Y como hacemos cada año, en el mismo responso recordamos a todas y cada una de las víctimas. El conocimiento de lo ocurrido permitirá la construcción de un futuro con valores y compromisos éticos y morales; un futuro donde no se jalee a asesinos, donde no se pretenda blanquear y justificar la violencia, donde no se establezcan equidistancias insoportables entre los asesinos y los asesinados. Un futuro, en fin, en el que se defienda la memoria, la verdad, la justicia y la reparación como base de la convivencia. Estamos convencidos de que es posible y de que se conseguirá.
Agradecimiento y recuerdo también en la exposición abierta sobre la vida de nuestro padre, en el Palacio del Condestable. Y especialmente gracias, considerando el significado del lugar, por la colocación del busto en el zaguán de la Casa Consistorial. El mensaje de la entrada, “la puerta está abierta para todos, pero sobre todo el corazón”, nunca se hizo más realidad que aquel 6 de mayo de 1998, cuando se abrió la puerta para dar entrada al féretro de nuestro padre. Pensamos que las alegorías de la prudencia y la justicia que flanquean esa puerta guiaron siempre el desarrollo del compromiso social de nuestro padre. Nos emociona que en esta casa, que siempre ha de ser un lugar de encuentro, el ayuntamiento del que formó parte haya colocado un busto suyo, como un reconocimiento permanente que, desde luego, da sentido a su historia y pone de manifiesto la sinrazón de su asesinato. La historia de Pamplona no sería la misma sin la figura del concejal (y alcalde durante un tiempo) Tomás Caballero. Gracias al ayuntamiento por reconocerlo.

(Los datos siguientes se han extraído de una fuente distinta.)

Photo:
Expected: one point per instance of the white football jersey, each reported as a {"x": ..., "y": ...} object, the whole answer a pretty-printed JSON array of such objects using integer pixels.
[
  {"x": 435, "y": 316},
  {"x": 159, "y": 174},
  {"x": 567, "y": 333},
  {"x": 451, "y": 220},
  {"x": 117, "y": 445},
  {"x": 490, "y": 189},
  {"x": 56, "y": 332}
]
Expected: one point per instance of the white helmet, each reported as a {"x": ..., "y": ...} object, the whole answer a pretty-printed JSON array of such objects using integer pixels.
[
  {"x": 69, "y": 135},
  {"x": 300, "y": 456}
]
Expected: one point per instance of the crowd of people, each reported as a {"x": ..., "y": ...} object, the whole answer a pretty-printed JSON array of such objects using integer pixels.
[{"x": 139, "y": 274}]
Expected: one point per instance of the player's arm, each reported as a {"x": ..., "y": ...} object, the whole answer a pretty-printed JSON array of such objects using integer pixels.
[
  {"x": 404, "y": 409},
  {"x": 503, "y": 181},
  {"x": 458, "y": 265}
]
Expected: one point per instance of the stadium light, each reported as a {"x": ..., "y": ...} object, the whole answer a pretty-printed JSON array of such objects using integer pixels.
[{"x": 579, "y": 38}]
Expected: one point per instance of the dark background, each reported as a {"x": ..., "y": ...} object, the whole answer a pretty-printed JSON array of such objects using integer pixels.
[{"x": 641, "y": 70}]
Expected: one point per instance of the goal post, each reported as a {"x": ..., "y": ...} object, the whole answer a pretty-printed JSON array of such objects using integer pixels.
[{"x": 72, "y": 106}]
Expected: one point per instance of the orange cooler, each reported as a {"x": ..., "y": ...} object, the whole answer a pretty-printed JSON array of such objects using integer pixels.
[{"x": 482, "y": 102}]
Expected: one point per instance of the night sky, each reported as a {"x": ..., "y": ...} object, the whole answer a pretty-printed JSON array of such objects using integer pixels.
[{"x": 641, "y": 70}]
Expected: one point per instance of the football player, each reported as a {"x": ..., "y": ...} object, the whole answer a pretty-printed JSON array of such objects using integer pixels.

Además, ha sido un acierto la colocación del busto junto a la placa conmemorativa que recuerda a los concejales y trabajadores municipales del ayuntamiento víctimas igualmente por permanecer fieles a la II República. Se configura así un simbólico rincón de la memoria, con referencia a dos momentos históricos diferentes, que nos tiene que hacer recordar siempre el valor de la convivencia en paz y libertad, y el respeto a la vida humana.
Por cierto, en la placa del busto se puede leer el comienzo de una frase de nuestro padre: “Siempre he dicho, discutamos y enfrentémonos, pero sin odio”. La frase continuaba así: “La convivencia, tan necesaria para todos, no puede estar en el triunfo de nuestras ideas, sino en saber respetar el triunfo de las ideas de los demás”.